Department of Imaging Science and Innovation, Geisinger, Danville, Pennsylvania.
Department of Biomedical Engineering, University of Kentucky, Lexington, Kentucky.
JACC Cardiovasc Imaging. 2019 Apr;12(4):681-689. doi: 10.1016/j.jcmg.2018.04.026. Epub 2018 Jun 13.
The goal of this study was to use machine learning to more accurately predict survival after echocardiography.
Predicting patient outcomes (e.g., survival) following echocardiography is primarily based on ejection fraction (EF) and comorbidities. However, there may be significant predictive information within additional echocardiography-derived measurements combined with clinical electronic health record data.
Mortality was studied in 171,510 unselected patients who underwent 331,317 echocardiograms in a large regional health system. The authors investigated the predictive performance of nonlinear machine learning models compared with that of linear logistic regression models using 3 different inputs: 1) clinical variables, including 90 cardiovascular-relevant International Classification of Diseases, Tenth Revision, codes, and age, sex, height, weight, heart rate, blood pressures, low-density lipoprotein, high-density lipoprotein, and smoking; 2) clinical variables plus physician-reported EF; and 3) clinical variables and EF, plus 57 additional echocardiographic measurements. Missing data were imputed with a multivariate imputation by using a chained equations algorithm (MICE). The authors compared models versus each other and baseline clinical scoring systems by using a mean area under the curve (AUC) over 10 cross-validation folds and across 10 survival durations (6 to 60 months).
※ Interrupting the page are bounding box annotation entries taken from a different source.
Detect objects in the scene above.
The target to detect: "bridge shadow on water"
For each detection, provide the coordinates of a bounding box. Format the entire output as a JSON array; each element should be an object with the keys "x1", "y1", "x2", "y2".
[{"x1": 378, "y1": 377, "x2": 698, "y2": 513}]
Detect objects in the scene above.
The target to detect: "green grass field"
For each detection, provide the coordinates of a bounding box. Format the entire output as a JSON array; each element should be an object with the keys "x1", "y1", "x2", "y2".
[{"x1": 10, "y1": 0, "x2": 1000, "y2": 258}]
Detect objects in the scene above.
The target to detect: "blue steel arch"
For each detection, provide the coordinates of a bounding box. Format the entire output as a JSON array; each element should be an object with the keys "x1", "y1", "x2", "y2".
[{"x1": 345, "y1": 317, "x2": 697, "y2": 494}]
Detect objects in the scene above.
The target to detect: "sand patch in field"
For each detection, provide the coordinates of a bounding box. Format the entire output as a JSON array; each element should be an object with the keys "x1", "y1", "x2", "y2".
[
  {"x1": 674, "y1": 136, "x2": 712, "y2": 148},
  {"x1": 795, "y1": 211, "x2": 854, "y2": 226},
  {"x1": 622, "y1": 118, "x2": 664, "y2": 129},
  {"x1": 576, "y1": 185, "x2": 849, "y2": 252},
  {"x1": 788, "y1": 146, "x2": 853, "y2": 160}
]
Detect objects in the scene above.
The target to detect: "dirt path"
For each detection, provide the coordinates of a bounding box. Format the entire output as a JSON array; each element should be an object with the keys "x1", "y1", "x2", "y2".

Machine learning models achieved significantly higher prediction accuracy (all AUC >0.82) over common clinical risk scores (AUC = 0.61 to 0.79), with the nonlinear random forest models outperforming logistic regression (p < 0.01). The random forest model including all echocardiographic measurements yielded the highest prediction accuracy (p < 0.01 across all models and survival durations). Only 10 variables were needed to achieve 96% of the maximum prediction accuracy, with 6 of these variables being derived from echocardiography. Tricuspid regurgitation velocity was more predictive of survival than LVEF. In a subset of studies with complete data for the top 10 variables, multivariate imputation by chained equations yielded slightly reduced predictive accuracies (difference in AUC of 0.003) compared with the original data.
Machine learning can fully utilize large combinations of disparate input variables to predict survival after echocardiography with superior accuracy.
本研究旨在使用机器学习更准确地预测超声心动图后的生存情况。
预测超声心动图后患者的结局(如生存)主要基于射血分数(EF)和合并症。然而,在结合临床电子健康记录数据的情况下,可能存在来自其他超声心动图衍生测量的重要预测信息。
在一个大型区域卫生系统中,对 171510 名接受了 331317 次超声心动图检查的未选择患者进行了死亡率研究。作者使用 3 种不同输入来研究非线性机器学习模型与线性逻辑回归模型的预测性能:1)临床变量,包括 90 个心血管相关的国际疾病分类,第十版代码以及年龄、性别、身高、体重、心率、血压、低密度脂蛋白、高密度脂蛋白和吸烟;2)临床变量加医生报告的 EF;3)临床变量和 EF,外加 57 个额外的超声心动图测量值。使用链式方程算法(MICE)进行多元插补处理缺失数据。作者通过在 10 个交叉验证折叠和 10 个生存时间(6 至 60 个月)上计算曲线下面积(AUC)的平均值,比较了模型之间以及与基线临床评分系统的差异。
机器学习模型在常见临床风险评分(AUC=0.61 至 0.79)的基础上实现了显著更高的预测准确性(所有 AUC>0.82),其中非线性随机森林模型优于逻辑回归(p<0.01)。包含所有超声心动图测量值的随机森林模型得出了最高的预测准确性(在所有模型和生存时间中,p<0.01)。仅需要 10 个变量就可以达到最大预测准确性的 96%,其中 6 个变量来自超声心动图。三尖瓣反流速度比 LVEF 更能预测生存。在具有前 10 个变量完整数据的研究子集,链式方程的多元插补与原始数据相比略降低了预测准确性(AUC 的差异为 0.003)。
机器学习可以充分利用大量不同输入变量的组合,以更高的准确性预测超声心动图后的生存情况。